ある程度貯まった皮をなめし、現在では革の服とでも言えるような防具を手に入れることができた。もっとも身体能力の向上の性か探索時草木で皮膚を切ることがほぼ無くなってしまったのだが。
武器といえば何を思い浮かべるだろうか、所謂ゲームで一般的なものは剣、浪漫溢れる刀、肉薄し爪や拳で闘う猛者もいる。しかしながら現実は違うだろう。
耐久性、携行性、そして何よりもリーチを考えたときに有用なのは銃だ、もっとも今はもちろんそんなものは無い。弓矢も非常に優れているだろう、サイレンサー開発前は戦後までボウガンが用いられた時もあり音が小さいのも利点だ。ただし現在の道具ではどれほどまともな弓矢ができるのだろうか、不恰好な弓と粗雑な矢ではまともな武器になるとは思えない、いずれ時間があれば作成していきたいところだが。
さて、ともすれば人類が有史以前より使っており、かつて様々な戦場で用いられた槍を作ることとした。
穂先は最初磨製石器のように石を使っては見たが、標的としたなめした皮の的を貫通させることは難しかった。しばらく悩んだ末、ある物を思い出した。

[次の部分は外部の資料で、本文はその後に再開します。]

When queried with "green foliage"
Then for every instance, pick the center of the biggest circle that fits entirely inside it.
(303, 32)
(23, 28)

牙付きの牙を返り血を浴びて以降、妙に切れ味の増しているブッシュナイフで削り形を整える。まるで硬い棒を小刀で削っているような感覚であった。1.5m程の木の棒の先端と穂の柄に噛み合うように溝を掘り合わせ、革紐をひたすら硬く幾重にも巻く。水をかけて天日で乾かし、これを何度か繰り返すことで皮が多少なり縮みより結束が固くなる―――今度はなめした皮を貫くことができた。
軽く、耐久性にはやや難がありそうだが使い勝手はよさそうな槍ができた。他に耐久性に優れた鈍器や斧があればいいが、それはこのシャベルで十二分に代用できそうだ。